Opeth: Mikael Åkerfeldt fala sobre downloads ilegais
Por Vinicius Rezende
Fonte: Blabbermouth
Postado em 03 de fevereiro de 2008
Em entrevista realizada pela revista inglesa Metal Hammer, com o líder do OPETH, Mikael Åkerfeldt, explica por qual motivo é contra os downloads ilegais.
Metal Hammer: O selo em que vocês estão agora, Roadrunner, tem sido criticado pelo alto número de relançamentos que coloca no mercado, o que inclui seu último álbum, "Ghost Reveries". Você acha isso justo?
Mikael: "Acho que a maioria dos selos fazem isso hoje em dia. A indústria musical não está bem; as empresas estão tentando de tudo para conseguir dinheiro, e talvez esse seja o jeito de fazê-lo. Eu não me importo com quantos relançamentos de nosso álbuns eles coloquem no mercado - eles podiam fazer um milhão de relançamentos e eu não me importaria mais do que agora, se a qualidade desses álbuns fosse boa. Você não precisa comprar essas coisas se você não quer. Eu, pessoalmente, não fico comprando peças de roupa e não saio por aí bebendo, só compro álbuns - então eu não tenho nenhum problema em comprar 20 versões diferentes do meu álbum favorito".
Metal Hammer: "Ghost Reveries" vazou na internet antes de seu lançamento, em 2005. Compartilhamento ilegal te deixa puto?
Mikael: "Sim, isso me deixa puto. O maior problema, para mim, é que a mágica se perde. Quando você baixa, você não tem a arte do álbum, você não tem nada além das canções, e em qualidade ruim. Me chateia, porque a situação ideal para mim seria reunir cinco mil fãs todo dia e dar-lhes o álbum e assim poderíamos ouvi-lo juntos, mesmo isso sendo impossível. Minha música é sagrada para mim, e eu não quero que ela seja apresentada de qualquer forma que não seja as aprovadas por nós".
Metal Hammer: O baterista do OPETH, Martin Lopez, deixou a banda em 2006 e o guitarrista Peter Lindgreen tomou o mesmo caminho há poucos meses atrás. A nova formação se encontra estável agora?

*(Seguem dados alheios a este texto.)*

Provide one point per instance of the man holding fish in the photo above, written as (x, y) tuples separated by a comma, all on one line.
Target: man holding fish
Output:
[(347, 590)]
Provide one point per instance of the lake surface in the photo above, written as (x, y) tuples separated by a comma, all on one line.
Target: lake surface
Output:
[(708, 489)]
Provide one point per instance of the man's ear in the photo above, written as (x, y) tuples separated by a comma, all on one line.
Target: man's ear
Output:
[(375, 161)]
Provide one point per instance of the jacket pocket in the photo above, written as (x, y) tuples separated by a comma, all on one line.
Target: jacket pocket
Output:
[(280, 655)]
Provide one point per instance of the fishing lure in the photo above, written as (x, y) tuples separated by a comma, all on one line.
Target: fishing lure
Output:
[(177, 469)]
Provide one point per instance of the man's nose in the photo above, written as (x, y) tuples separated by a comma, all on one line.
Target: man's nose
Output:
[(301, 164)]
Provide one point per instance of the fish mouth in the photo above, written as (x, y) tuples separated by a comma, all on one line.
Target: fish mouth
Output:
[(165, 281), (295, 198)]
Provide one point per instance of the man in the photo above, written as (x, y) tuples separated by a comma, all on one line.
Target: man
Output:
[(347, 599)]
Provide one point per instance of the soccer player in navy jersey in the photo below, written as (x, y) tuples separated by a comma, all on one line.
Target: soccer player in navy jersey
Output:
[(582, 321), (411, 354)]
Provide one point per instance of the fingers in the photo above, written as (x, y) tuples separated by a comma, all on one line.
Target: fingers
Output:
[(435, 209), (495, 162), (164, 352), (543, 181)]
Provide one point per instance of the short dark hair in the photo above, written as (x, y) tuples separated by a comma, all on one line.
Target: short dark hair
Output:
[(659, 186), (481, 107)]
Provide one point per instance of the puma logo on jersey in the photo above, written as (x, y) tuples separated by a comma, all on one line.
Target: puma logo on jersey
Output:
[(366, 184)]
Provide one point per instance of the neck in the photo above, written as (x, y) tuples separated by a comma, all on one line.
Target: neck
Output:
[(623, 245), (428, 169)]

Mikael: "Bem, nunca se sabe! Mas o clima atual na banda é muito bom. Temos saído por aí para nos conhecermos, e é legal porque todos na banda só querem é tocar. Isso sempre foi a coisa mais importante com essa banda; Quero que todos sejam músicos, e que se foda as outras coisas. É tão fácil se distrair nesse tipo de negócio. Há tantas outras coisas que são legais de se fazer, mas isso não pode sumir com a importância da música, e se você não tem mais a música, você não é nada. Esse foi o problema tanto com Lopes quanto com Peter, e é por isso que eles saíram. Porque provavelmente não empolgava mais como devia ser. Não é fácil fazer uma turnê com uma banda como essa; é difícil. Os caras da banda, eles escrevem e tocam música em seu tempo livre, e não têm dúvida quanto a qualquer outra coisa".